Kissinger scorns the "political mythology" of the administration's supposed role in the downfall of Chile's democratically elected leftist government. But Dallek finds evidence of a "concerted effort" to bring down the country's president that was both secretive ("our hand doesn't show on this one") and, ultimately, effective.

(Photograph)
Odd couple: President Nixon (r.) and Secretary of State Henry Kissinger at the White House.
AP

Why favor anticommunism over support of human rights? Dallek traces the seeds of Kissinger's motivations to the 1950s, when someone asked him which was worse, a revolutionary nation serving a just cause or a stable nation serving unjust goals. He replied that he would always choose "injustice and order."

"It was an article of faith," Dallek writes, "that would lead him into a number of questionable ... actions."

Dallek's voluminous book is sometimes bogged down by research, and he strangely fails to draw much from his own conversations with surviving players, Kissinger included.
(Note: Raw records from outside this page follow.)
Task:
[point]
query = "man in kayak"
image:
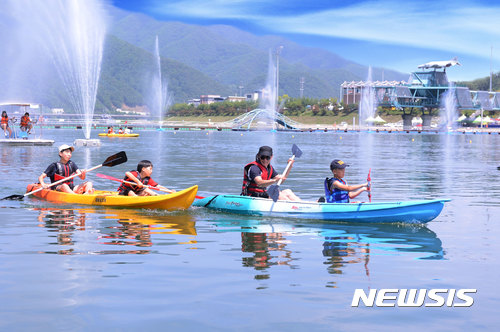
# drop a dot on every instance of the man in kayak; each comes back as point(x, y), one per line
point(336, 189)
point(259, 174)
point(64, 168)
point(142, 178)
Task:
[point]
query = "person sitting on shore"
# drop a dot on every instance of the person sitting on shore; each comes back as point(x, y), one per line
point(336, 189)
point(142, 178)
point(259, 174)
point(5, 124)
point(64, 168)
point(26, 123)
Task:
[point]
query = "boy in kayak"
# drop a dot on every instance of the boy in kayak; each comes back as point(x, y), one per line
point(142, 178)
point(336, 189)
point(26, 123)
point(259, 174)
point(62, 169)
point(5, 124)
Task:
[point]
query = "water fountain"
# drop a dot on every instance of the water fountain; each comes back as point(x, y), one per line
point(368, 103)
point(160, 98)
point(267, 115)
point(72, 34)
point(448, 109)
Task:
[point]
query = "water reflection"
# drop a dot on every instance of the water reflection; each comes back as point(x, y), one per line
point(64, 222)
point(120, 228)
point(342, 244)
point(268, 249)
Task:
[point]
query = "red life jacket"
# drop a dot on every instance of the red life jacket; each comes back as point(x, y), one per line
point(249, 186)
point(63, 171)
point(25, 120)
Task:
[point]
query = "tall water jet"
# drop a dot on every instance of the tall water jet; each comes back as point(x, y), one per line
point(160, 98)
point(448, 109)
point(268, 100)
point(368, 103)
point(72, 32)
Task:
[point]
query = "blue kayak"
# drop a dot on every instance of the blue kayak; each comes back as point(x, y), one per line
point(420, 211)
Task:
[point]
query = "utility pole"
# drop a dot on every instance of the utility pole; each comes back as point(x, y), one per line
point(491, 70)
point(278, 52)
point(302, 81)
point(241, 89)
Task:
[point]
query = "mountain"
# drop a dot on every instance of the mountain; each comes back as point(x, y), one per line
point(234, 57)
point(127, 72)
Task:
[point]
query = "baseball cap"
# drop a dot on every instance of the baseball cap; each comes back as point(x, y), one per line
point(337, 163)
point(265, 151)
point(65, 147)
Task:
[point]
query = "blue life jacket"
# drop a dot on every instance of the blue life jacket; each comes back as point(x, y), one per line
point(337, 195)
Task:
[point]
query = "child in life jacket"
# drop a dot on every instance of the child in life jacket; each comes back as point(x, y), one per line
point(5, 124)
point(336, 189)
point(26, 123)
point(142, 178)
point(63, 169)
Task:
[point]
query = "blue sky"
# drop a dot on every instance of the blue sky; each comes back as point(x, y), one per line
point(383, 33)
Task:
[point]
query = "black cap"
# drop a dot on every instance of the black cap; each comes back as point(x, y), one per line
point(337, 163)
point(265, 151)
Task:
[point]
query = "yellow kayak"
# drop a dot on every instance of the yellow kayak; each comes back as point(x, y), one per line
point(119, 135)
point(176, 201)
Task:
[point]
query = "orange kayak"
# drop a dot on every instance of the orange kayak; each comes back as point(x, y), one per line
point(180, 200)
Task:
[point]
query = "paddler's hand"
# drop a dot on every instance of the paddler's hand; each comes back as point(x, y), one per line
point(279, 177)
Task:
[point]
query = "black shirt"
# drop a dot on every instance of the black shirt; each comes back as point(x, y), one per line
point(255, 171)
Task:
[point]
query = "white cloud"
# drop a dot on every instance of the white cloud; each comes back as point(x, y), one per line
point(457, 27)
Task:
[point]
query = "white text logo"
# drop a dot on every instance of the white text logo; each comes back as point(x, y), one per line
point(414, 297)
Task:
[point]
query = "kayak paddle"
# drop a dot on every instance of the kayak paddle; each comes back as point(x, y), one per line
point(108, 177)
point(111, 161)
point(369, 180)
point(273, 191)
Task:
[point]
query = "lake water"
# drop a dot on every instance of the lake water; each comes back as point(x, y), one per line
point(79, 268)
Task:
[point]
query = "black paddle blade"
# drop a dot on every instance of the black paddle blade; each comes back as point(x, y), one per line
point(296, 151)
point(274, 192)
point(115, 159)
point(13, 197)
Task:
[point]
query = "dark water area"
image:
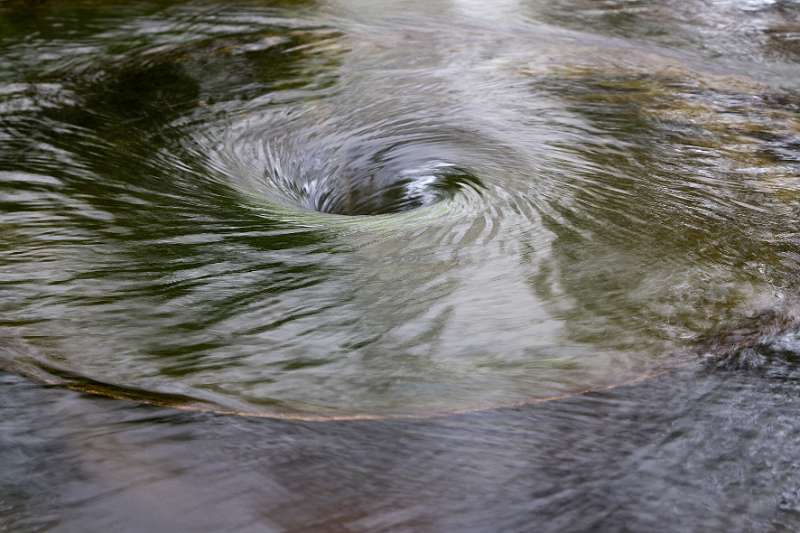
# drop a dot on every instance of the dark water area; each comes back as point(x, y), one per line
point(354, 265)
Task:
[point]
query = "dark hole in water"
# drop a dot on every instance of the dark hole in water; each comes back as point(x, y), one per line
point(364, 197)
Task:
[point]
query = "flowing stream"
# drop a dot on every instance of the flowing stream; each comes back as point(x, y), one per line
point(475, 237)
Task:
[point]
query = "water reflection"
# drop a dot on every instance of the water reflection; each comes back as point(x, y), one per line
point(375, 210)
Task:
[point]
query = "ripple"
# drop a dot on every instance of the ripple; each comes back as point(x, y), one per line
point(285, 211)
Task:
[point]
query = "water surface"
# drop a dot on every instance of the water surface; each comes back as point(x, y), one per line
point(371, 210)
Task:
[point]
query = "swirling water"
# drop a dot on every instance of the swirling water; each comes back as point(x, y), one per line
point(351, 209)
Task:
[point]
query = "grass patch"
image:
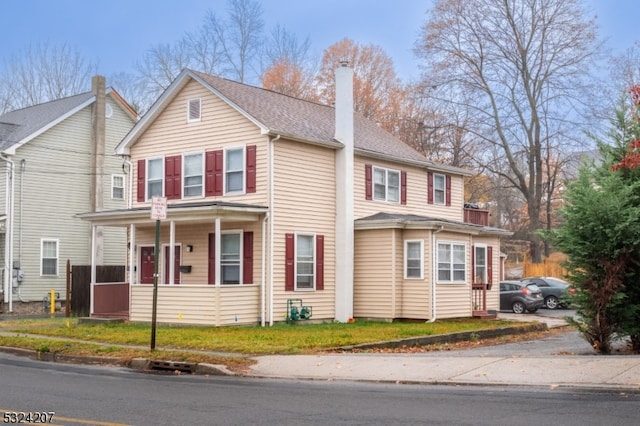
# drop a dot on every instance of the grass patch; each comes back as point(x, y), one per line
point(299, 338)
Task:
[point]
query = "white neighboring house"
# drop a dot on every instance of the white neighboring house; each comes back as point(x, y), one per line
point(56, 158)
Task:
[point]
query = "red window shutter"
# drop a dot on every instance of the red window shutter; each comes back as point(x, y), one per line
point(289, 269)
point(251, 169)
point(368, 181)
point(490, 265)
point(319, 262)
point(473, 264)
point(213, 173)
point(247, 258)
point(173, 177)
point(212, 258)
point(141, 180)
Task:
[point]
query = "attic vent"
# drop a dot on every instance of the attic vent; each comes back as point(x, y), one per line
point(194, 110)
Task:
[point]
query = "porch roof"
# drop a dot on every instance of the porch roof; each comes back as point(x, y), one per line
point(204, 211)
point(411, 221)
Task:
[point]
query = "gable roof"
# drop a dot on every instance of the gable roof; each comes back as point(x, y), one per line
point(291, 118)
point(20, 126)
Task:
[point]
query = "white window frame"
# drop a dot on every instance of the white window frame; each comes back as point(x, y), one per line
point(147, 177)
point(190, 105)
point(233, 262)
point(56, 242)
point(298, 261)
point(484, 278)
point(185, 176)
point(407, 260)
point(439, 191)
point(451, 265)
point(115, 187)
point(243, 170)
point(386, 172)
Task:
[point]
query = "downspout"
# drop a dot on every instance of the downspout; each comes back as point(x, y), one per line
point(263, 281)
point(23, 166)
point(8, 255)
point(129, 173)
point(271, 227)
point(434, 273)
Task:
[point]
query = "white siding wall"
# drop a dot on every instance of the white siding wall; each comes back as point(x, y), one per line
point(56, 185)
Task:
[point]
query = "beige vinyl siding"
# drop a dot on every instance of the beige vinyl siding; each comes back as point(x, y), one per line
point(304, 201)
point(453, 300)
point(221, 127)
point(416, 293)
point(493, 295)
point(417, 194)
point(199, 305)
point(378, 274)
point(197, 235)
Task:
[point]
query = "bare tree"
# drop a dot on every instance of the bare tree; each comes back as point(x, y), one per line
point(42, 73)
point(523, 67)
point(239, 36)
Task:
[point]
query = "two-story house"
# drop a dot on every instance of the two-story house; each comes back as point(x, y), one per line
point(273, 199)
point(57, 158)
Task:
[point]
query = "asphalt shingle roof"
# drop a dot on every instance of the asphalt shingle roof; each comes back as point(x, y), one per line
point(307, 120)
point(19, 124)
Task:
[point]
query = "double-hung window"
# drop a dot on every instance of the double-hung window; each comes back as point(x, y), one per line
point(305, 262)
point(234, 170)
point(49, 257)
point(413, 259)
point(230, 258)
point(117, 187)
point(386, 185)
point(439, 189)
point(480, 264)
point(193, 175)
point(155, 177)
point(451, 262)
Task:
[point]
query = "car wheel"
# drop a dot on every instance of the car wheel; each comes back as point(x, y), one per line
point(518, 307)
point(551, 302)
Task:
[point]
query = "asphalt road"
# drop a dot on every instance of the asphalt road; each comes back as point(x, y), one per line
point(85, 395)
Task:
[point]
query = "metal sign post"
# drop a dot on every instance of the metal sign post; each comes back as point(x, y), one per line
point(158, 212)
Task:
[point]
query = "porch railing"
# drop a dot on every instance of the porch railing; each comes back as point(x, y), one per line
point(476, 216)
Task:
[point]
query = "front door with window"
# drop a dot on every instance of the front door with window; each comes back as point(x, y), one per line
point(147, 264)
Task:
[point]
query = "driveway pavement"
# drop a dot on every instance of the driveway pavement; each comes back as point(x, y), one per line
point(562, 360)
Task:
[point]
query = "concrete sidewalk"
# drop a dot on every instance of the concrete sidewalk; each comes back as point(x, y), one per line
point(467, 367)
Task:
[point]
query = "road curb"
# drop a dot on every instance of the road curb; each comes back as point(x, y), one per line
point(448, 338)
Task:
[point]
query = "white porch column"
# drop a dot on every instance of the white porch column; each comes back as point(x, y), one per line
point(172, 252)
point(132, 255)
point(218, 242)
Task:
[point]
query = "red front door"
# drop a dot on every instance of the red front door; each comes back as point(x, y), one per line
point(147, 264)
point(176, 272)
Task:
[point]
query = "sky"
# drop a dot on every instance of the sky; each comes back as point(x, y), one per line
point(117, 33)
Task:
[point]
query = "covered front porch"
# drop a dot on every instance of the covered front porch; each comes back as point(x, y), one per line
point(210, 265)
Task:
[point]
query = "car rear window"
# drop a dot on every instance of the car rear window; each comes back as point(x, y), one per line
point(533, 287)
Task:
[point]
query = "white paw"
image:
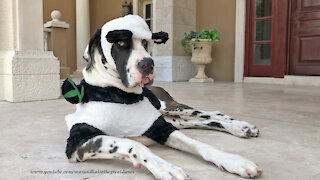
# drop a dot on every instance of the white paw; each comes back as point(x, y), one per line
point(165, 171)
point(238, 165)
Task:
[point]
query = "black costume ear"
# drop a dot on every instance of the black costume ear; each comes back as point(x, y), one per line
point(160, 37)
point(118, 35)
point(95, 42)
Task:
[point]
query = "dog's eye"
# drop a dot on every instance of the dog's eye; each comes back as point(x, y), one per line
point(121, 43)
point(145, 44)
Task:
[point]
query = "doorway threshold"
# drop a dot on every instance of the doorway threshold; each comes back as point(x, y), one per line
point(287, 80)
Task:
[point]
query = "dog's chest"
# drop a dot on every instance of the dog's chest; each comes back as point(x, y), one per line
point(115, 119)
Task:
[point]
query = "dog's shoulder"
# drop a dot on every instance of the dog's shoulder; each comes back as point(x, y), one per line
point(111, 94)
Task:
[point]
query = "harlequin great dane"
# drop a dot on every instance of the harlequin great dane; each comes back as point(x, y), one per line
point(117, 115)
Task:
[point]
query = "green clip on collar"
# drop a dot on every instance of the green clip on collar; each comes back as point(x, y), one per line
point(75, 92)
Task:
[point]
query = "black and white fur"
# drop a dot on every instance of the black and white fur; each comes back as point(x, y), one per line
point(118, 115)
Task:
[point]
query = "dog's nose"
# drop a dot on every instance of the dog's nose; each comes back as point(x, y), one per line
point(146, 65)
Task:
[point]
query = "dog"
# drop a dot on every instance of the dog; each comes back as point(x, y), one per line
point(118, 112)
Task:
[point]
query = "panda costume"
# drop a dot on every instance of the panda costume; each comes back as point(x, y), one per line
point(107, 101)
point(114, 109)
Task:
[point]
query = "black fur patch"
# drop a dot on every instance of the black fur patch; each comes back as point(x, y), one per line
point(215, 124)
point(79, 134)
point(160, 130)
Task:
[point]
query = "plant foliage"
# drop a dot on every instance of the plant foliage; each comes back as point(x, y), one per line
point(211, 34)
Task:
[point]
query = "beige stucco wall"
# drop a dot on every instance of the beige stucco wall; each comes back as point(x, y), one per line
point(219, 14)
point(102, 11)
point(68, 10)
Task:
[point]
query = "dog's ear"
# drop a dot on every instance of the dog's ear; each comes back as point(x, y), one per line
point(160, 37)
point(89, 52)
point(118, 35)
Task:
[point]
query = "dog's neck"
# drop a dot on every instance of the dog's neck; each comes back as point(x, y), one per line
point(104, 78)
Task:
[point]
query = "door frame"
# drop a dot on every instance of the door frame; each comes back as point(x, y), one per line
point(280, 38)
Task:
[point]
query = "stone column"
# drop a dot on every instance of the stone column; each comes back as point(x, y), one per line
point(57, 42)
point(240, 40)
point(175, 17)
point(27, 72)
point(83, 32)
Still, the decades-old transcripts speak for themselves, revealing contrary tendencies toward both peace and war, all tinged with shades of political manipulation. At one point, Kissinger advises Nixon to postpone a pullout from Vietnam in 1972 "so that if any bad results follow they will be too late to affect the election."

As Dallek points out, "he had nothing to say about the American lives that would be lost in the service of Nixon's reelection."

Dallek provides plenty of other evidence to suggest that his two subjects fell victim to cynicism and their own flawed personalities, losing the chance to make better decisions. Both make "bargains with the devil," he writes: Nixon lies to everyone, from Congress to the public and the press, while Kissinger relentlessly refuses to confront his boss and insist on truth-telling.

Dallek explains their deception this way: "It was partly the product of arrogance – they believed they knew better than anyone else what best served the nation – and partly an aversion to criticism that any open debate was sure to bring."

The verdict of history – only one of their many obsessions – may be anything but kind to these most remarkable, powerful, and vainglorious men.

Randy Dotinga is a Monitor correspondent.